Quando não vale a pena

Neste ano, o saque será limitado a R$ 500 por conta – ativa (referente a contrato atual) ou inativa (de contrato rescindido). Mas, a partir de 2020, os trabalhadores poderão sacar um percentual de todas as suas contas somadas.

No evento de divulgação das novas regras do fundo, Paulo Guedes, ministro da Economia, disse que a modalidade de saque servirá como um “salário extra” todos os anos na conta do trabalhador, mas, olhando de perto, nem sempre será vantajoso optar por essa nova regra.

Para Ricardo Teixeira, coordenador do MBA de Gestão de Finanças da FGV, a decisão por sacar ou não anualmente é pessoal, mas deve ser sempre muito bem pensada.

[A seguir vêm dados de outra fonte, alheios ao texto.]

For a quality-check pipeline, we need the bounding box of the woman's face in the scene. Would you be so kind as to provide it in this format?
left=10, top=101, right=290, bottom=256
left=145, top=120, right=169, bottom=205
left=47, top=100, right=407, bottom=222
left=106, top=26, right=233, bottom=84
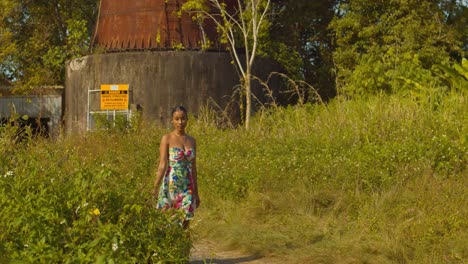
left=172, top=111, right=187, bottom=132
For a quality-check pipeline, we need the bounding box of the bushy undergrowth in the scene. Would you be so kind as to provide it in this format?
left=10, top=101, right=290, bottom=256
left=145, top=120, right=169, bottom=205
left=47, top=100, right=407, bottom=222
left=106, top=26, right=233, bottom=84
left=0, top=127, right=190, bottom=263
left=0, top=93, right=468, bottom=263
left=193, top=94, right=468, bottom=263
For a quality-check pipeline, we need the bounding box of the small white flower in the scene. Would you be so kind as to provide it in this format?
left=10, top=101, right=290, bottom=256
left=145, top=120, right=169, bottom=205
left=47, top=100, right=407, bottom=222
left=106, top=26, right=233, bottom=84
left=112, top=243, right=119, bottom=251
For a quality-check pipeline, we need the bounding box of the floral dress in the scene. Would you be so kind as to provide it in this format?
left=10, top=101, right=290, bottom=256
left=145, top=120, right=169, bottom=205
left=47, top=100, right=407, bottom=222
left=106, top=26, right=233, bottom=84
left=157, top=147, right=196, bottom=220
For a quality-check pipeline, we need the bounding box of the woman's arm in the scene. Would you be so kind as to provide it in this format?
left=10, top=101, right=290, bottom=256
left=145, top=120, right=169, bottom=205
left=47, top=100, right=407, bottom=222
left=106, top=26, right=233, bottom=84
left=154, top=135, right=169, bottom=197
left=192, top=139, right=200, bottom=207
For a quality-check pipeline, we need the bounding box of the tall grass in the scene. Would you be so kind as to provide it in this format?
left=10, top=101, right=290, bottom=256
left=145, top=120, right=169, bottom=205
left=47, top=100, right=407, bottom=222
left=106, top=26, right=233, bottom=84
left=193, top=91, right=468, bottom=263
left=0, top=90, right=468, bottom=263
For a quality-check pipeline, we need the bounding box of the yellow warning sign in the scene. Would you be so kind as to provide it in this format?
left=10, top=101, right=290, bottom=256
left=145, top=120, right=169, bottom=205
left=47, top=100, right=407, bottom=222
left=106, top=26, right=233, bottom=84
left=101, top=84, right=128, bottom=110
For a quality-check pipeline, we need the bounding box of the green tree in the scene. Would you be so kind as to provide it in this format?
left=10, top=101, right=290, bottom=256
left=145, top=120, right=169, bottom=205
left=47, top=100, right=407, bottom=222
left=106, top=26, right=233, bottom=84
left=182, top=0, right=270, bottom=129
left=0, top=0, right=98, bottom=90
left=331, top=0, right=461, bottom=95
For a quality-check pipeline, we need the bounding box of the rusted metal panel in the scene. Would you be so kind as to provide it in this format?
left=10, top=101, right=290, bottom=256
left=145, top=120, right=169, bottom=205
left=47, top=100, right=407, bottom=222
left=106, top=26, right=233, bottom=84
left=92, top=0, right=236, bottom=51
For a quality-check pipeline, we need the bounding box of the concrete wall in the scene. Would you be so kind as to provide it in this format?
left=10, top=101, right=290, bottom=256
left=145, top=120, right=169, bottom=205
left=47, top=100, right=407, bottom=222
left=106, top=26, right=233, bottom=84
left=64, top=51, right=278, bottom=132
left=0, top=87, right=63, bottom=134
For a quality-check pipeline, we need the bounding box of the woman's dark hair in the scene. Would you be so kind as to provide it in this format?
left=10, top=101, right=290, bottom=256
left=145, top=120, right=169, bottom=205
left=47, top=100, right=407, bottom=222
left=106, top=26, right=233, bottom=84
left=171, top=105, right=187, bottom=116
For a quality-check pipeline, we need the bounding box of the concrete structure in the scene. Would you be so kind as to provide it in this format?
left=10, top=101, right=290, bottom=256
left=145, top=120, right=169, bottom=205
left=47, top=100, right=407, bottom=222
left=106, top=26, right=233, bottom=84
left=64, top=51, right=274, bottom=132
left=0, top=86, right=63, bottom=135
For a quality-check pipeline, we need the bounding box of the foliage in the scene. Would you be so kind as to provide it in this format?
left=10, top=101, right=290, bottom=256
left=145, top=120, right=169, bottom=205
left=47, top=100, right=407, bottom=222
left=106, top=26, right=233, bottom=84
left=0, top=126, right=190, bottom=263
left=192, top=91, right=468, bottom=263
left=263, top=0, right=338, bottom=99
left=331, top=0, right=461, bottom=95
left=434, top=58, right=468, bottom=90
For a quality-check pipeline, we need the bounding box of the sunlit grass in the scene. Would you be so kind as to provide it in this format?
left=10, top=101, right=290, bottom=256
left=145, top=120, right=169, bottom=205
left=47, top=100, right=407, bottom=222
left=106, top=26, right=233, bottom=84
left=0, top=91, right=468, bottom=263
left=194, top=94, right=468, bottom=263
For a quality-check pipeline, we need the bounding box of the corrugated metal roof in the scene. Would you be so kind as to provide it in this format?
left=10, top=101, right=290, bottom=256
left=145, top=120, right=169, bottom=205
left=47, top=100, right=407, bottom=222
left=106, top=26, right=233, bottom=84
left=91, top=0, right=236, bottom=51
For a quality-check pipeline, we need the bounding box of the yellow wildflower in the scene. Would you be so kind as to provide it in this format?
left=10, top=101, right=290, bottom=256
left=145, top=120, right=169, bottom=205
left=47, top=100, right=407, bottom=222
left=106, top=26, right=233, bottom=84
left=89, top=208, right=101, bottom=216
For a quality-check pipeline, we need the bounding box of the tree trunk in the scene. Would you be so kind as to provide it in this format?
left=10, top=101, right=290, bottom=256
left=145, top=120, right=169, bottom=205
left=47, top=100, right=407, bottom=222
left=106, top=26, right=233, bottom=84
left=244, top=69, right=252, bottom=130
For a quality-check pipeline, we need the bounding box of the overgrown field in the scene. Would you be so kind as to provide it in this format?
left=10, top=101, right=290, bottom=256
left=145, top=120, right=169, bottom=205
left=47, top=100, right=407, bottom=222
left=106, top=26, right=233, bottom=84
left=0, top=94, right=468, bottom=263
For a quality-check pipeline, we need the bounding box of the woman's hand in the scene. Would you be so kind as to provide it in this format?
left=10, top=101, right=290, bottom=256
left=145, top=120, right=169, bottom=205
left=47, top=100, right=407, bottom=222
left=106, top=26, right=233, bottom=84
left=193, top=194, right=200, bottom=208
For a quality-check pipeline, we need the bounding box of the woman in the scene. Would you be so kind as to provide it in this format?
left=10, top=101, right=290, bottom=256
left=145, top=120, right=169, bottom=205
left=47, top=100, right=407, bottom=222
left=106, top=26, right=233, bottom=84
left=154, top=106, right=200, bottom=228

Em primeiro lugar, alguns especialistas defendem que, quanto maior o saldo que o trabalhador tem depositado, menos interessante se torna a nova modalidade. Isso porque o percentual pago anualmente diminui conforme a tabela abaixo:

Regras para o saque de aniversário do FGTS a partir de 2020

Saldo da conta Alíquota Parcela adicional
Até R$ 500,00 50% 0
De R$ 500,01 a R$ 1.000,00 40% R$ 50,00
De R$ 1.000,01 a R$ 5.000,00 30% R$ 150,00
R$ 5.000,01 a R$ 10.000,00 20% R$ 650,00
R$ 10.000,01 a R$ 15.000,00 15% R$ 1.150,00
R$ 15.000,01 a R$ 20.000,00 10% R$ 1.900,00
acima de R$ 20.000,01 5% R$ 2.900,00

Ou seja, uma pessoa com saldo de de R$ 21 mil pode sacar R$ 3.950,00 como “décimo quarto salário”. Não é um valor desprezível. Mas, antes de decidir resgatar, é preciso considerar imprevistos – como uma demissão sem justa causa, por exemplo.

Isso porque o trabalhador que aderir à nova regra terá de solicitar à Caixa Econômica Federal o retorno à antiga caso queira sacar a totalidade do saldo em uma eventual demissão. Mas essa alteração só será liberada dois anos depois dessa solicitação, por “previsibilidade”.

Isso significa que, nesse exemplo hipotético, a pessoa demitida, em vez de sacar os R$ 21 mil mais a multa paga pelo empregador (de 40%), continuaria sacando valores “picados” e teria acesso apenas à multa, que seria de R$ 8.400, e o restante dos direitos (aviso prévio, proporcional de férias, etc.).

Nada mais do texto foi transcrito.